Dario Rossi, l’artista di strada che con la sua musica, il suo sound e i suoi strumenti,  sta conquistando tutta l’Europa, si racconta a RH.

Dario Rossi è un giovane pieno di talento e di passione per quello che fa, ama stare a contatto diretto con il suo pubblico in un continuo scambio di emozioni. Andiamo a conoscerlo meglio…

RH: Per chi ancora non avesse avuto il piacere di conoscerti e ascoltarti, come ti descriveresti?

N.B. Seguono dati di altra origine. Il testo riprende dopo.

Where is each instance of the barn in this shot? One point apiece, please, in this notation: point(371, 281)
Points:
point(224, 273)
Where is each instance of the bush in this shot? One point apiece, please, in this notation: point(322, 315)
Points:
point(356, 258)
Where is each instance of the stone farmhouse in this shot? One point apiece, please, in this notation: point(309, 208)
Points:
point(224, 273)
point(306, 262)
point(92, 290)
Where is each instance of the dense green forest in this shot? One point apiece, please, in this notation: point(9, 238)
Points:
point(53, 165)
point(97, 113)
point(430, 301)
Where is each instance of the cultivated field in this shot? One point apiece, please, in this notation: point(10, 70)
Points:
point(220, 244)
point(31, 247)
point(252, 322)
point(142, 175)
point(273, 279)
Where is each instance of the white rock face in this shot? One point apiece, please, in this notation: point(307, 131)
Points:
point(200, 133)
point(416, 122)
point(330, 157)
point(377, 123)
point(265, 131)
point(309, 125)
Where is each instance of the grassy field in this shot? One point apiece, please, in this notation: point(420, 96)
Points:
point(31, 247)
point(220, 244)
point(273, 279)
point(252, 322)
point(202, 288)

DR: Sono un performer che produce musica elettronica molto vicina alla techno, utilizzando materiale di scarto e di riciclo. Quello che mi distingue da un dj è che non utilizzo degli strumenti digitali ma oggetti di scarto come pentole o materiali edili. Ho iniziato questo percorso in strada circa tre anni fa, negli ultimi tempi anche locali, club e festival hanno iniziato a interessarsi al mio progetto e alla mia musica, poiché molto simile a quella prodotta dai dj.

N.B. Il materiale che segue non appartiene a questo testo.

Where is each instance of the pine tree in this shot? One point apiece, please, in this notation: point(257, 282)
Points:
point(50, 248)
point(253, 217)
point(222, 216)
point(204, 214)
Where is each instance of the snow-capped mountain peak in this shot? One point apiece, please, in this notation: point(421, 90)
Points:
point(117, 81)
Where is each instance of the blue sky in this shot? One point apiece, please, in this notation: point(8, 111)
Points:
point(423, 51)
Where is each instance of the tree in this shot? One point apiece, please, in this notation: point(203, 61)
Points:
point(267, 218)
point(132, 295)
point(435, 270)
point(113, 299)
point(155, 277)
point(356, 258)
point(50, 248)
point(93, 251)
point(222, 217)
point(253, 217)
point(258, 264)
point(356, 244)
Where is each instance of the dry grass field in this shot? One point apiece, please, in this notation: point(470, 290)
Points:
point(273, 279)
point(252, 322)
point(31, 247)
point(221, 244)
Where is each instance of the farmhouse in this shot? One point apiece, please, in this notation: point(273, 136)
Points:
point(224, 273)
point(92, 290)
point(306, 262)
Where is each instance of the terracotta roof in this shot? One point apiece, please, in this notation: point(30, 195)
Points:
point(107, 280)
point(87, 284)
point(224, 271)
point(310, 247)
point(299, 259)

RH: Da Roma a Berlino passando per Lisbona, Londra, Amsterdam, Milano solo per citarne alcune, sei riuscito a incantare con il tuo sound le piazze di mezza Europa, qual è il tuo segreto?

DR: Credo che il mio segreto sia sostanzialmente il modo in cui interagisco con il pubblico. Vivo questa mia passione e questo mio lavoro in modo molto spontaneo e credo di riuscire a comunicare me stesso attraverso la mia arte.

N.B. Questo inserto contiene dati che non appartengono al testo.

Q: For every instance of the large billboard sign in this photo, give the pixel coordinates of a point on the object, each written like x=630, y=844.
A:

RH: Hai parlato del genere techno, al quale vieni associato, hai scelto tu questo genere, o sono stati gli strumenti che ti hanno portato in quella direzione?

DR: Penso siano stati diversi fattori a portarmi in quella direzione, ho chiaramente influenze techno e trance, provengo da diversi background e aree musicali, ma ammetto che anche gli strumenti che utilizzo hanno avuto il loro peso.

RH: Tra tutte le piazze nelle quali hai suonato, in quale ti sei sentito più libero di esprimerti, più a casa?

DR: Per quanto riguarda l’estero sono state Amsterdam, Berlino e Barcellona, in Italia credo Bologna.

RH: Com’è nata l’idea di partire e diventare un artista di strada?

DR: L’idea è nata nel 2011 quando abitavo a Londra, ed è nata dall’esigenza di comunicare qualcosa alle persone in una modalità che fosse totalmente svincolata da quella dei club o dei festival. Volevo crearmi il mio palcoscenico sulla strada, una vetrina libera che mi mettesse in contatto diretto con le persone.

RH: l’artista di strada è in totale contatto con il pubblico, potresti raccontarci un aneddoto divertente che ti è capitato nelle piazze durante i tuoi concerti?

DR: Di situazioni divertenti ce ne sono sicuramente di più in strada che nei locali, perché nei locali la clientela è spesso alterata dal fatto di bere alcool e ascoltare musica. In strada succedono cose diverse, mi viene in mente un tipo che a Camden Town, durante un mio concerto si è tolto la maglietta e ha iniziato a ballarmi intorno a torso nudo e costume.

RH: Che genere di musica ascoltavi da adolescente e quanto questa influisce oggi sul tuo stile?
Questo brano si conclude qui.